Fenchurch Law gavel
Fenchurch Law gavel
The Good, the Bad and the Ugly

The Good, the Bad & the Ugly: 100 cases every policyholder needs to know. #2 (The Ugly). Kosmar Villa Holidays plc

21 July 2017
By Michael Hayes

Welcome to the latest in the series of blogs from Fenchurch Law: 100 cases every policyholder needs to know. An opinionated and practical guide to the most important insurance decisions relating to the London / English insurance markets, all looked at from a pro-policyholder perspective.

Some cases are correctly decided and positive for policyholders. We celebrate those cases as The Good.

Some cases are, in our view, bad for policyholders, wrongly decided, and in need of being overturned. We highlight those decisions as The Bad.

Other cases are bad for policyholders but seem (even to our policyholder-tinted eyes) to be correctly decided. Those are cases that can trip up even the most honest policyholder with the most genuine claim. We put the hazard lights on those cases as The Ugly.

At Fenchurch Law we love the insurance market. But we love policyholders just a little bit more.

#2 (The Ugly)

Kosmar Villa Holidays plc -v- Trustees of Syndicate 1243 [2008] EWCA Civ 147

The issue in Kosmar Villa Holidays plc was whether an insurer’s conduct in investigating a claim prevented it from subsequently relying on a breach of a condition precedent to avoid liability.

The policyholder, a tour operator, Kosmar, made a claim under its public liability insurance in respect of injuries suffered by an individual who was paralysed after diving into the shallow end of a swimming pool at apartments in Greece operated by Kosmar.

In breach of a condition precedent requiring it to notify the insurer immediately after the occurrence of any injury, Kosmar did not do so for a year.

Once notified, the insurer did not immediately deny liability for breach of condition precedent but sought further information about the accident.

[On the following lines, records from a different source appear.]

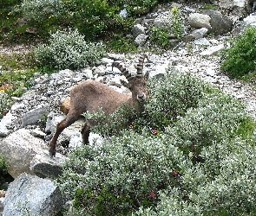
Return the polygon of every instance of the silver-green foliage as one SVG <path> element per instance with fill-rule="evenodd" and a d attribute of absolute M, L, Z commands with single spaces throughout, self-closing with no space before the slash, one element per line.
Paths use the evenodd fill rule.
<path fill-rule="evenodd" d="M 69 29 L 51 34 L 49 43 L 38 46 L 34 53 L 43 66 L 77 69 L 95 64 L 106 50 L 102 42 L 86 41 L 77 29 Z"/>
<path fill-rule="evenodd" d="M 149 100 L 146 114 L 133 127 L 70 154 L 59 186 L 75 199 L 78 211 L 84 215 L 253 215 L 255 123 L 240 101 L 194 78 L 182 85 L 182 78 L 189 76 L 167 73 L 165 79 L 153 80 L 150 91 L 155 92 L 150 100 L 155 101 Z M 191 89 L 184 94 L 187 86 Z M 165 103 L 161 91 L 166 100 L 187 97 L 175 106 Z M 193 103 L 181 105 L 181 101 Z M 161 103 L 164 109 L 159 109 Z M 168 124 L 157 124 L 158 132 L 152 132 L 151 122 L 160 124 L 168 105 L 179 114 L 170 115 Z M 158 114 L 153 115 L 154 107 Z"/>
<path fill-rule="evenodd" d="M 17 10 L 29 22 L 43 22 L 52 16 L 59 16 L 65 12 L 65 4 L 62 0 L 23 0 Z"/>
<path fill-rule="evenodd" d="M 9 95 L 5 92 L 0 92 L 0 111 L 8 111 L 12 104 L 13 102 Z M 1 116 L 2 113 L 0 113 L 0 117 Z"/>

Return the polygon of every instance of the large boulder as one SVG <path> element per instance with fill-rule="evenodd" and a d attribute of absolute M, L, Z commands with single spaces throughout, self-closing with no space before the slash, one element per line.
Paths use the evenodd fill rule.
<path fill-rule="evenodd" d="M 211 17 L 208 15 L 204 14 L 190 14 L 188 16 L 188 22 L 193 28 L 207 28 L 207 29 L 211 30 L 212 26 L 210 23 Z"/>
<path fill-rule="evenodd" d="M 223 16 L 220 11 L 215 10 L 204 10 L 202 14 L 211 17 L 210 24 L 211 31 L 218 35 L 222 35 L 230 32 L 233 28 L 233 21 Z"/>
<path fill-rule="evenodd" d="M 36 154 L 46 149 L 48 147 L 44 141 L 35 137 L 26 129 L 11 133 L 0 144 L 0 152 L 6 155 L 8 172 L 13 178 L 24 172 L 33 174 L 30 168 L 31 160 Z"/>
<path fill-rule="evenodd" d="M 0 122 L 0 137 L 4 137 L 9 135 L 13 129 L 13 123 L 16 118 L 10 111 L 4 116 Z"/>
<path fill-rule="evenodd" d="M 252 10 L 253 0 L 219 0 L 219 7 L 229 10 L 237 17 L 241 17 Z"/>
<path fill-rule="evenodd" d="M 3 216 L 56 215 L 64 199 L 50 181 L 22 174 L 8 187 L 3 201 Z"/>
<path fill-rule="evenodd" d="M 56 153 L 55 157 L 49 156 L 49 151 L 36 155 L 30 162 L 30 169 L 41 178 L 55 179 L 62 174 L 62 163 L 66 159 Z"/>

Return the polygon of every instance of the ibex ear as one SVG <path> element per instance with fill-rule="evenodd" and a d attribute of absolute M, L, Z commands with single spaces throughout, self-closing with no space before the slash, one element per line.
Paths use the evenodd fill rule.
<path fill-rule="evenodd" d="M 147 71 L 145 73 L 144 78 L 145 78 L 146 80 L 148 80 L 148 79 L 149 79 L 149 72 L 148 71 Z"/>
<path fill-rule="evenodd" d="M 126 80 L 121 79 L 120 80 L 121 84 L 125 86 L 126 88 L 128 87 L 128 83 Z"/>

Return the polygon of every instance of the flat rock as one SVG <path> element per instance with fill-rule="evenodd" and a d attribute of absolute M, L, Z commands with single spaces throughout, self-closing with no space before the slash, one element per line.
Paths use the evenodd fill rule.
<path fill-rule="evenodd" d="M 3 215 L 56 215 L 63 205 L 63 196 L 53 181 L 24 173 L 10 184 Z"/>
<path fill-rule="evenodd" d="M 35 137 L 30 130 L 20 129 L 6 137 L 0 144 L 0 152 L 8 161 L 8 173 L 16 178 L 22 173 L 34 174 L 30 167 L 33 157 L 48 149 L 43 139 Z"/>

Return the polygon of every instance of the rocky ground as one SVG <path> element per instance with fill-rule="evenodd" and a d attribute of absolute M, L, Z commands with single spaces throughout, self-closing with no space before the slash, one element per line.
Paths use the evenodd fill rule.
<path fill-rule="evenodd" d="M 182 6 L 182 4 L 176 4 L 177 7 L 180 7 L 179 5 Z M 190 14 L 197 12 L 198 5 L 188 5 L 189 7 L 187 5 L 185 7 L 184 5 L 181 6 L 181 10 L 184 12 L 185 16 L 187 16 L 186 17 L 184 16 L 186 22 Z M 144 29 L 147 29 L 146 27 L 152 23 L 156 23 L 154 22 L 156 20 L 157 24 L 161 23 L 161 20 L 165 20 L 165 16 L 168 16 L 167 9 L 169 11 L 171 6 L 170 3 L 160 6 L 156 11 L 137 21 L 137 23 L 143 27 L 137 26 L 139 30 L 142 31 L 142 35 L 145 35 L 142 38 L 147 39 L 148 37 L 147 29 L 145 30 Z M 238 20 L 239 17 L 234 15 L 230 16 L 232 16 L 233 22 Z M 206 33 L 203 33 L 205 31 L 205 24 L 204 22 L 200 27 L 197 28 L 202 30 L 200 35 L 198 35 L 198 32 L 194 33 L 191 40 L 178 42 L 173 49 L 168 49 L 161 54 L 147 53 L 150 61 L 145 62 L 144 73 L 148 72 L 150 76 L 153 77 L 159 73 L 165 73 L 166 68 L 169 66 L 178 70 L 191 73 L 241 100 L 249 115 L 256 121 L 255 84 L 230 79 L 220 69 L 221 60 L 218 52 L 224 47 L 224 41 L 231 35 L 231 33 L 209 37 L 205 35 Z M 191 29 L 191 27 L 189 28 Z M 189 28 L 187 29 L 192 31 L 193 29 Z M 138 35 L 138 31 L 135 34 Z M 139 34 L 137 36 L 140 35 L 141 34 Z M 187 35 L 191 36 L 190 34 Z M 141 42 L 141 46 L 147 46 L 147 42 L 146 44 L 143 41 L 140 42 Z M 23 45 L 12 47 L 0 45 L 0 54 L 23 54 L 28 52 L 30 48 L 31 47 Z M 128 92 L 128 91 L 121 84 L 121 79 L 124 79 L 123 76 L 121 76 L 118 70 L 115 69 L 112 71 L 111 62 L 113 62 L 114 59 L 118 60 L 123 62 L 131 73 L 134 73 L 135 72 L 134 65 L 138 62 L 140 54 L 108 54 L 97 67 L 83 68 L 78 71 L 65 69 L 51 75 L 42 75 L 40 72 L 36 73 L 33 80 L 34 85 L 31 89 L 28 90 L 21 98 L 13 98 L 15 101 L 14 105 L 6 116 L 2 119 L 0 118 L 0 143 L 6 146 L 7 143 L 10 143 L 10 146 L 13 143 L 21 143 L 23 144 L 19 143 L 20 145 L 27 145 L 24 148 L 30 148 L 33 150 L 39 144 L 43 146 L 42 149 L 35 150 L 31 156 L 24 156 L 30 159 L 24 165 L 24 170 L 28 170 L 27 173 L 30 174 L 36 173 L 37 176 L 41 177 L 42 174 L 38 175 L 36 173 L 38 170 L 36 167 L 38 163 L 36 162 L 40 161 L 42 158 L 36 157 L 36 156 L 40 151 L 43 151 L 42 149 L 46 149 L 46 153 L 43 154 L 48 155 L 47 144 L 55 130 L 56 124 L 63 118 L 63 113 L 60 111 L 60 105 L 69 96 L 69 88 L 83 80 L 93 79 L 107 84 L 116 91 Z M 66 140 L 69 140 L 69 147 L 71 147 L 73 143 L 81 143 L 79 130 L 79 125 L 74 126 L 69 130 L 69 132 L 68 131 L 66 135 L 60 137 L 58 152 L 65 153 L 65 145 L 62 142 L 65 143 Z M 20 137 L 16 137 L 16 136 L 20 136 Z M 19 138 L 22 141 L 19 141 Z M 34 144 L 36 147 L 30 147 L 30 144 Z M 8 149 L 6 149 L 8 152 Z M 24 149 L 24 152 L 27 154 L 26 149 Z M 20 151 L 17 151 L 17 154 L 19 153 L 22 154 Z M 43 156 L 46 158 L 49 156 Z M 53 159 L 49 160 L 51 160 L 50 164 L 52 165 L 56 162 L 57 157 L 55 159 L 55 162 Z M 33 163 L 30 163 L 30 161 Z M 21 174 L 19 169 L 21 169 L 22 162 L 16 161 L 16 163 L 18 163 L 19 167 L 16 168 L 16 170 L 11 171 L 11 175 L 14 178 L 18 177 Z M 30 166 L 32 166 L 32 168 Z M 23 178 L 30 180 L 30 176 L 23 176 Z"/>

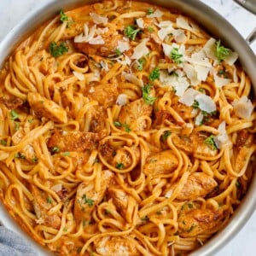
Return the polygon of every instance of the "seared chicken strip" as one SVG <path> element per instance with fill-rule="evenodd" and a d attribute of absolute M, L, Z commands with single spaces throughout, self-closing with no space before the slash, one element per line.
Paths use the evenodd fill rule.
<path fill-rule="evenodd" d="M 60 124 L 67 122 L 67 112 L 55 102 L 42 96 L 39 93 L 29 92 L 27 101 L 35 114 L 39 118 L 45 117 Z"/>

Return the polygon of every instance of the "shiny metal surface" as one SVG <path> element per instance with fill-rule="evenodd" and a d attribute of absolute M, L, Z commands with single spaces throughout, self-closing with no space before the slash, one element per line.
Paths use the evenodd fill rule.
<path fill-rule="evenodd" d="M 0 63 L 3 64 L 4 60 L 10 55 L 12 50 L 22 41 L 22 39 L 32 33 L 39 25 L 52 18 L 61 9 L 67 10 L 79 5 L 95 2 L 96 1 L 52 0 L 49 3 L 39 6 L 36 10 L 28 14 L 27 17 L 21 20 L 21 22 L 17 25 L 2 41 L 0 44 Z M 220 38 L 225 45 L 236 51 L 239 54 L 239 60 L 241 66 L 253 81 L 254 94 L 256 93 L 256 56 L 238 32 L 236 32 L 236 30 L 218 13 L 198 0 L 151 0 L 148 2 L 164 7 L 171 7 L 179 9 L 182 13 L 196 20 L 211 35 L 217 38 Z M 190 255 L 215 255 L 221 247 L 230 241 L 236 234 L 239 232 L 254 212 L 256 208 L 255 194 L 256 173 L 254 174 L 254 177 L 252 180 L 251 186 L 242 201 L 242 204 L 236 210 L 236 214 L 234 214 L 231 221 L 225 229 L 218 232 L 206 245 L 195 251 Z M 25 234 L 8 217 L 6 212 L 3 209 L 3 207 L 0 207 L 0 219 L 3 218 L 4 218 L 4 223 L 8 227 L 15 229 L 21 234 Z M 41 247 L 37 245 L 34 246 L 38 248 L 39 255 L 49 255 L 49 252 L 46 253 L 46 251 L 42 249 Z"/>

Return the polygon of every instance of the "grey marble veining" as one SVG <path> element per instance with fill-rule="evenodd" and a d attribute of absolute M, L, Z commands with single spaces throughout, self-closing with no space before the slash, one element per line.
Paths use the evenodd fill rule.
<path fill-rule="evenodd" d="M 0 41 L 27 12 L 47 1 L 49 0 L 0 0 Z M 242 9 L 232 0 L 201 1 L 228 20 L 243 38 L 246 38 L 256 27 L 256 15 Z M 256 53 L 256 42 L 251 46 Z M 256 255 L 255 242 L 256 212 L 241 232 L 216 255 L 254 256 Z"/>

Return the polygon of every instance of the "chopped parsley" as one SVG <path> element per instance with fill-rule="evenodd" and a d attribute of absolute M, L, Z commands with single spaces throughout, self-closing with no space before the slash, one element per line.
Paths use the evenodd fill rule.
<path fill-rule="evenodd" d="M 147 9 L 147 14 L 148 14 L 148 15 L 154 14 L 154 9 L 153 9 L 152 7 L 148 8 L 148 9 Z"/>
<path fill-rule="evenodd" d="M 68 21 L 68 17 L 64 14 L 63 10 L 60 10 L 60 20 L 63 23 L 64 21 Z"/>
<path fill-rule="evenodd" d="M 170 57 L 175 63 L 177 64 L 182 63 L 183 61 L 181 60 L 181 58 L 183 56 L 183 55 L 178 52 L 178 49 L 177 47 L 172 48 L 170 54 Z"/>
<path fill-rule="evenodd" d="M 115 55 L 116 55 L 117 56 L 119 56 L 120 55 L 122 55 L 122 52 L 120 51 L 120 49 L 119 49 L 119 48 L 117 48 L 117 49 L 115 49 Z"/>
<path fill-rule="evenodd" d="M 83 195 L 82 200 L 84 200 L 84 204 L 88 204 L 90 207 L 91 207 L 94 204 L 94 200 L 87 198 L 85 194 Z"/>
<path fill-rule="evenodd" d="M 231 50 L 228 48 L 220 45 L 220 40 L 216 43 L 215 56 L 218 59 L 218 63 L 223 61 L 230 54 Z"/>
<path fill-rule="evenodd" d="M 150 81 L 154 81 L 155 79 L 158 79 L 159 77 L 160 77 L 160 70 L 159 70 L 158 67 L 155 67 L 150 73 L 148 79 L 149 79 Z"/>
<path fill-rule="evenodd" d="M 119 121 L 113 122 L 113 125 L 119 128 L 124 127 L 126 132 L 130 132 L 131 131 L 127 124 L 121 124 Z"/>
<path fill-rule="evenodd" d="M 19 114 L 15 110 L 11 110 L 10 115 L 11 115 L 11 119 L 12 120 L 15 120 L 15 119 L 19 119 Z"/>
<path fill-rule="evenodd" d="M 133 25 L 130 25 L 125 26 L 125 35 L 131 39 L 131 40 L 135 40 L 137 34 L 140 32 L 141 30 L 139 28 L 137 28 L 135 26 Z"/>
<path fill-rule="evenodd" d="M 214 136 L 212 134 L 210 137 L 208 137 L 207 139 L 204 140 L 204 143 L 210 146 L 210 148 L 213 150 L 217 149 L 217 145 L 214 142 Z"/>
<path fill-rule="evenodd" d="M 6 145 L 7 145 L 6 140 L 0 140 L 0 143 L 1 143 L 1 145 L 3 145 L 3 146 L 6 146 Z"/>
<path fill-rule="evenodd" d="M 47 197 L 46 201 L 47 201 L 49 204 L 52 204 L 52 199 L 51 199 L 50 197 Z"/>
<path fill-rule="evenodd" d="M 146 104 L 153 105 L 156 100 L 156 97 L 151 96 L 150 94 L 150 88 L 152 85 L 148 84 L 143 87 L 143 98 Z"/>
<path fill-rule="evenodd" d="M 57 44 L 56 42 L 50 42 L 49 50 L 52 56 L 58 57 L 62 55 L 65 52 L 67 52 L 68 47 L 67 47 L 64 42 L 59 44 Z"/>
<path fill-rule="evenodd" d="M 145 65 L 146 60 L 144 58 L 141 58 L 139 60 L 137 60 L 135 63 L 136 63 L 136 67 L 135 68 L 137 71 L 143 71 L 143 67 Z"/>
<path fill-rule="evenodd" d="M 124 165 L 123 163 L 117 163 L 117 164 L 115 165 L 115 166 L 116 166 L 117 169 L 119 169 L 119 170 L 122 170 L 122 169 L 125 168 L 125 165 Z"/>
<path fill-rule="evenodd" d="M 154 28 L 152 26 L 148 26 L 148 31 L 152 33 L 154 32 Z"/>
<path fill-rule="evenodd" d="M 162 135 L 162 140 L 166 141 L 167 137 L 172 134 L 170 131 L 166 131 L 164 134 Z"/>
<path fill-rule="evenodd" d="M 192 107 L 193 107 L 195 109 L 199 108 L 199 102 L 198 102 L 196 100 L 194 100 L 194 102 L 193 102 L 193 104 L 192 104 Z"/>
<path fill-rule="evenodd" d="M 60 148 L 57 146 L 53 147 L 53 148 L 51 148 L 50 151 L 51 151 L 51 153 L 58 153 L 58 152 L 60 152 Z"/>
<path fill-rule="evenodd" d="M 70 156 L 70 152 L 66 151 L 62 154 L 64 156 Z"/>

The Court of Appeal had to consider whether in dealing with the claim in this way, without expressly reserving its position or denying liability, there had been a waiver, either by election or estoppel, that meant that the insurer was no longer able to decline indemnity because of the late notification.

The Court found that waiver by election had no application to a breach of a procedural condition precedent. However, where, through its handling of a claim, an insurer made an unequivocal representation that it accepted liability, or would not rely on a breach of a condition precedent, and where there had been detrimental reliance by the policyholder, the doctrine of estoppel would protect the policyholder.

On the facts, there had been no unequivocal communication by the insurer and insufficient reliance or detriment on the part of Kosmar. It was not therefore inequitable for the insurer to rely on Kosmar’s breach of the condition precedent to decline indemnity.

In its judgment, the Court explored the tension between an insurer’s need to have sufficient time to investigate claims and the insured’s need to know where it stands as regards policy coverage. On one hand, insurers were not to be encouraged to repudiate claims or to reserve their rights without asking questions about the claim simply to avoid being taken to have waived their rights in respect of a breach of a condition precedent. To do so would be to push insurers into an over-hasty reliance on their procedural rights. On the other hand, insurers were not entitled to give the impression that they were treating the claim as covered without running the risk of having waived their right to avoid the policy.

The message for policyholders is that, in the absence of an express communication to that effect, it is not safe to assume from conduct alone that an insurer has waived a breach of a procedural condition precedent.